= Quincy Jones (comedian) =

⁠

American stand-up comedian (born 1984)

Quincy Jones (real name Quami Wallen; born June 2, 1984) is an American stand-up comedian who rose to fame when his dying wish of recording a comedy special was granted.

== Early life ==
Jones graduated from Middle College High School in the Northgate neighborhood of Seattle, Washington in 2002. He was inspired to become a stand up comedian by watching Chris Rock. He began performing comedy in 2006, and six years later moved to Los Angeles to pursue comedy full-time. He estimates that in one year, he performed stand up over 1,000 times.

== Diagnosis and comedy special ==
In August 2015, Jones was diagnosed with Stage IV mesothelioma and given one year to live. He began receiving treatment with chemotherapy. Friends set up a Kickstarter campaign to raise money to produce a stand-up special starring Jones, and his story went viral after he appeared on Ellen. After successfully raising over $50,000, Jones filmed a comedy special at the Teragram Ballroom in Los Angeles on April 4, 2016, titled Burning the Light, and it aired on HBO on June 2.
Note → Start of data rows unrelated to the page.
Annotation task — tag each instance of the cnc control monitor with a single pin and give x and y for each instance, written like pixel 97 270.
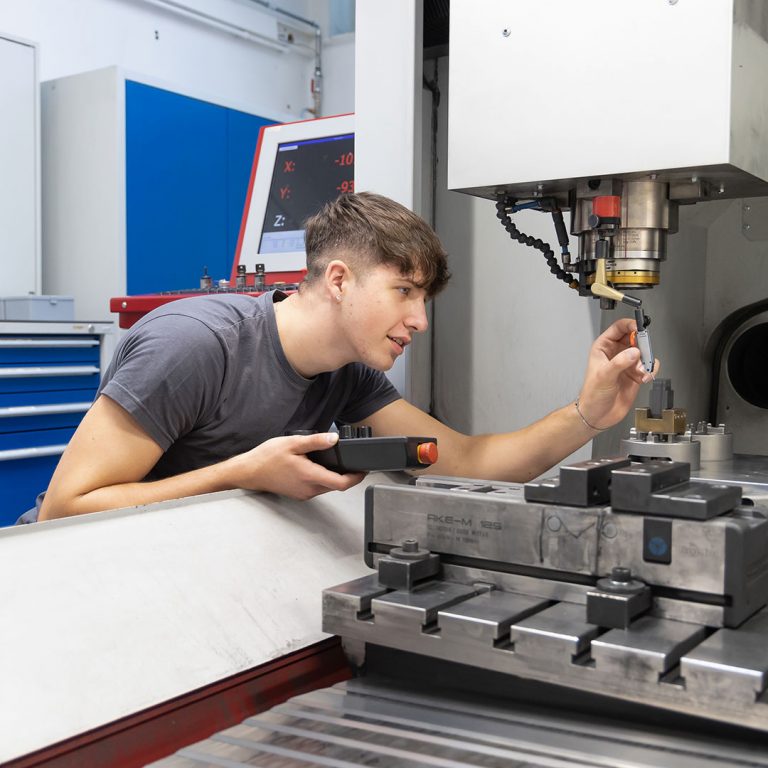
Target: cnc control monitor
pixel 298 168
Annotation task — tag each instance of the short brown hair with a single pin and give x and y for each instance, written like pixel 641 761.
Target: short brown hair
pixel 372 229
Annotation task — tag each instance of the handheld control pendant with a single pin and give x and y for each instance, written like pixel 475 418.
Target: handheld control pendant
pixel 642 340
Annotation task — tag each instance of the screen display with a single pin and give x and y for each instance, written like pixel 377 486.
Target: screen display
pixel 307 174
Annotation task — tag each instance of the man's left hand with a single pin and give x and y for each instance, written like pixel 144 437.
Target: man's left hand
pixel 614 375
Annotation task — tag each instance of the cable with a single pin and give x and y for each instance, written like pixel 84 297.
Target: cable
pixel 505 203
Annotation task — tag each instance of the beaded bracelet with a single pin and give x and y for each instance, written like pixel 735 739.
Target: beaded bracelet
pixel 586 423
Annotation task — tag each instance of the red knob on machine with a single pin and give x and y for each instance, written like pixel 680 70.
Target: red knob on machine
pixel 607 206
pixel 426 453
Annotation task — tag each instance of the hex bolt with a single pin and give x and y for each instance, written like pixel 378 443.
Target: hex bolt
pixel 621 575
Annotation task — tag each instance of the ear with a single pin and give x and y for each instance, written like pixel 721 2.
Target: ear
pixel 338 275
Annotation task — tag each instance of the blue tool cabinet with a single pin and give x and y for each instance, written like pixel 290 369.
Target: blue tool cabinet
pixel 49 375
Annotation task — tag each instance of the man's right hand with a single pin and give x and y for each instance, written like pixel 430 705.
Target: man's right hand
pixel 280 465
pixel 109 456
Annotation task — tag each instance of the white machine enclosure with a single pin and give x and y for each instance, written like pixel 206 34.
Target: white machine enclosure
pixel 551 91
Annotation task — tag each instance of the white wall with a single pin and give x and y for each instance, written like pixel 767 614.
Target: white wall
pixel 81 35
pixel 155 45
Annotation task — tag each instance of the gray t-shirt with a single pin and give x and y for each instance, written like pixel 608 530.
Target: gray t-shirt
pixel 207 379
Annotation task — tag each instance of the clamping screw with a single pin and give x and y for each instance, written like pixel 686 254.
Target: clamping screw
pixel 621 575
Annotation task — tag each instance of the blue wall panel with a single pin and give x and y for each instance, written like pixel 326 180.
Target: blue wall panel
pixel 187 170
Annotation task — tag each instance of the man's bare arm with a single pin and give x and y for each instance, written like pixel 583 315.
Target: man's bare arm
pixel 109 455
pixel 613 377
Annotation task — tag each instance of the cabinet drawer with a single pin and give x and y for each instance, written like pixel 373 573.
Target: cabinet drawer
pixel 21 480
pixel 58 396
pixel 24 418
pixel 46 378
pixel 17 351
pixel 38 439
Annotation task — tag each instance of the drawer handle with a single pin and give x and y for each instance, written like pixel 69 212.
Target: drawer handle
pixel 42 410
pixel 53 370
pixel 32 453
pixel 16 343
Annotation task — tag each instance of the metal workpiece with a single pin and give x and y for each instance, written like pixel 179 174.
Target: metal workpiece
pixel 617 600
pixel 662 447
pixel 554 643
pixel 716 442
pixel 664 488
pixel 672 421
pixel 354 595
pixel 418 608
pixel 712 560
pixel 554 637
pixel 731 665
pixel 584 484
pixel 647 650
pixel 486 617
pixel 406 565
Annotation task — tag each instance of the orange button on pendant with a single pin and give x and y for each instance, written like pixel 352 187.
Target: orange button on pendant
pixel 426 453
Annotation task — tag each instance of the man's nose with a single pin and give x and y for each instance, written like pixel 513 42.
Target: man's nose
pixel 418 321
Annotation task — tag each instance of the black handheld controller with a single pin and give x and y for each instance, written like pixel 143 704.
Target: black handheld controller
pixel 358 451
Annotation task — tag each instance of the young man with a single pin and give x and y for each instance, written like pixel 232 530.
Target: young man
pixel 202 391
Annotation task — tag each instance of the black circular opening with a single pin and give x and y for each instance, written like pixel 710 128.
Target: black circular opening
pixel 748 365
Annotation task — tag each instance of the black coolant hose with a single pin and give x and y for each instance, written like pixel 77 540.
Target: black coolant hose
pixel 502 215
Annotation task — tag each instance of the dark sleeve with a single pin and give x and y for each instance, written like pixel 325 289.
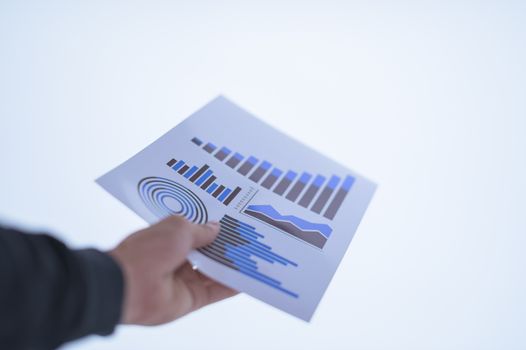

Despite his initial terminal prognosis, Jones has continued to survive his diagnosis for over a decade. Following a move to New York City to continue performing, he faced significant online skepticism and accusations of exaggerating his illness due to his unexpected long-term survival, which he publicly refuted in 2019 by providing medical documentation. In late 2021, Jones experienced a mesothelioma relapse accompanied by kidney failure, requiring multiple weeks of hospitalization. After recovering and managing his condition with ongoing treatments, including chemotherapy and planned immunotherapy, he returned to Los Angeles to resurrect his comedy career. As of 2024, Jones continues to actively perform stand-up comedy, describing his ongoing survival as a testament to specialized medical care and his dedication to his craft.